Là où Hitchcock montrait son doigt à la censure avec le fameux plan final de La Mort aux trousses, où le train phallique de Cary Grant s'engouffrait dans le tunnel d'Eva Marie Saint (pardon...), à son tour Buñuel ne manque pas de déjouer certaines interdictions, notamment à la fin du film, dans une scène qui nous semble pourtant magnifiquement scandaleuse. A l'origine, le scénario prévoyait qu'après avoir été sauvée in extremis par son cousin d'une tentative de viol, Viridiana devait le rejoindre dans sa chambre et le film s'achever par une porte refermée sur leur liaison incestueuse et impie. La censure ayant jugé cette scène "effroyable", Buñuel en prit son parti : Viridiana rejoint son cousin et la bonne en train de jouer au cartes, s'assied à coté d'eux, et s'introduit dans la partie tandis qu'un long travelling arrière les abandonne à leur sort.

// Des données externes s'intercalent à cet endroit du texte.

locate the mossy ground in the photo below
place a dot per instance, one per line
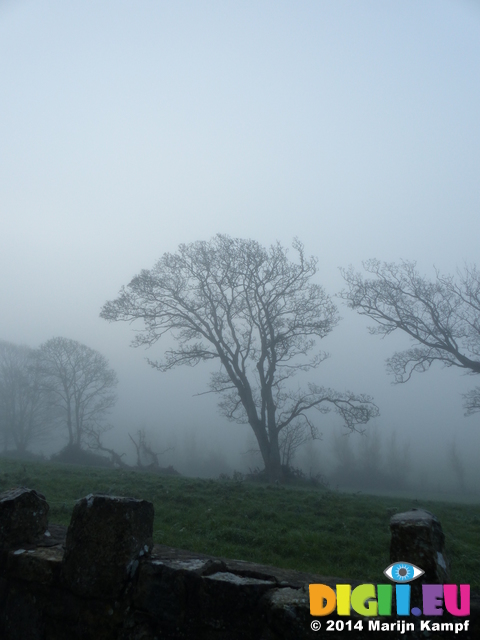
(313, 530)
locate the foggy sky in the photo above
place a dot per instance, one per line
(127, 128)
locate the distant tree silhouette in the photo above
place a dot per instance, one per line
(442, 317)
(25, 411)
(81, 385)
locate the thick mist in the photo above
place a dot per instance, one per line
(129, 130)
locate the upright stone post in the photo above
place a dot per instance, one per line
(106, 539)
(417, 538)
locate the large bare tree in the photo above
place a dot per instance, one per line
(258, 315)
(442, 317)
(81, 383)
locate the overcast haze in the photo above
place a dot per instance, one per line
(127, 128)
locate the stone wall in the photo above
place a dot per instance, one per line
(104, 579)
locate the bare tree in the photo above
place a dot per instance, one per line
(441, 317)
(254, 312)
(25, 413)
(81, 383)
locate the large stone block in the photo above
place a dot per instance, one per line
(106, 539)
(23, 516)
(417, 537)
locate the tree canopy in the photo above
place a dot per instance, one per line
(442, 317)
(257, 314)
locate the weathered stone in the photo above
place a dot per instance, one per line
(417, 538)
(105, 541)
(23, 516)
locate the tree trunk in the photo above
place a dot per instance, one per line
(270, 453)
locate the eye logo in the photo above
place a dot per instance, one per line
(403, 572)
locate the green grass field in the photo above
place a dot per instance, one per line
(314, 530)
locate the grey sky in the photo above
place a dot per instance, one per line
(127, 128)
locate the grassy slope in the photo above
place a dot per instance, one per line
(314, 530)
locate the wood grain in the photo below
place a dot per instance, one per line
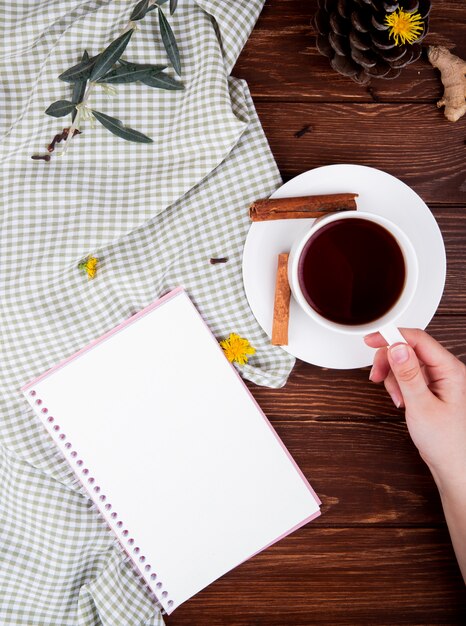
(411, 141)
(342, 577)
(365, 472)
(280, 60)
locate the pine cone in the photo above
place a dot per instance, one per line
(356, 38)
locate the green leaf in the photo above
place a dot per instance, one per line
(116, 127)
(139, 10)
(162, 81)
(79, 88)
(169, 42)
(80, 71)
(60, 108)
(110, 55)
(124, 74)
(143, 66)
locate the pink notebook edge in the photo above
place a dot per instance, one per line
(101, 509)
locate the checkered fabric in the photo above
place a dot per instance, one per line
(154, 215)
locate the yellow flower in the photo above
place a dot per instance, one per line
(237, 349)
(404, 27)
(89, 266)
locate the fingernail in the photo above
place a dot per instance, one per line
(399, 353)
(396, 400)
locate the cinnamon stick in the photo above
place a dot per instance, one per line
(301, 207)
(281, 308)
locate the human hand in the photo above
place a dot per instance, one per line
(430, 383)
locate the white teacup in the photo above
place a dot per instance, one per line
(387, 323)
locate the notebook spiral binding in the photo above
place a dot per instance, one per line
(103, 508)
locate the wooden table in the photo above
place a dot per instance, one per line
(380, 553)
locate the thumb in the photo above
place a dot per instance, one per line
(407, 371)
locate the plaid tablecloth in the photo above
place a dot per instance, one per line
(154, 215)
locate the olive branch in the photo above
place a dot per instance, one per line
(108, 68)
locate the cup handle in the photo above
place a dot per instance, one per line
(391, 334)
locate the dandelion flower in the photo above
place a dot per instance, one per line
(404, 27)
(237, 349)
(89, 266)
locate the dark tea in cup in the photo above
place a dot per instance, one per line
(351, 271)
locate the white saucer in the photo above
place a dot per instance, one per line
(379, 193)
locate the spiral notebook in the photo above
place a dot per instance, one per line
(173, 450)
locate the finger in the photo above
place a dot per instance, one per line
(428, 349)
(380, 367)
(407, 371)
(393, 388)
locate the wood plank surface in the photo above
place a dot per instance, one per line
(365, 472)
(338, 576)
(280, 60)
(410, 141)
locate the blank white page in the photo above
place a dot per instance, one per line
(187, 462)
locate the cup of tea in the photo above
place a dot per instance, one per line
(354, 273)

Non seulement le ménage à trois est explicite et ô combien immoral, mais en plus, histoire d'enfoncer le clou, le cousin dit alors ces derniers mots : "Je savais bien que ma cousine Viridiana finirait par jouer à la belote avec moi". Quand on connaît le double sens de l'expression "jouer à la belote" en espagnol, qui ne signifie rien moins que tirer un coup, ça ne donne pas envie d'aller taper le carton dans un bar espingouin, et ça dit tout du génie scabreux de cet immense cinéaste.


Viridiana de Luis Buñuel avec Silvia Pinal et Fernando Rey (1961)

20 commentaires:

  1. Je ne l'ai pas vu et je comptais le voir, donc merci d'avoir raconté qu'à la fin l'oncle se pend et que Viridiana se fait violer par des brigands.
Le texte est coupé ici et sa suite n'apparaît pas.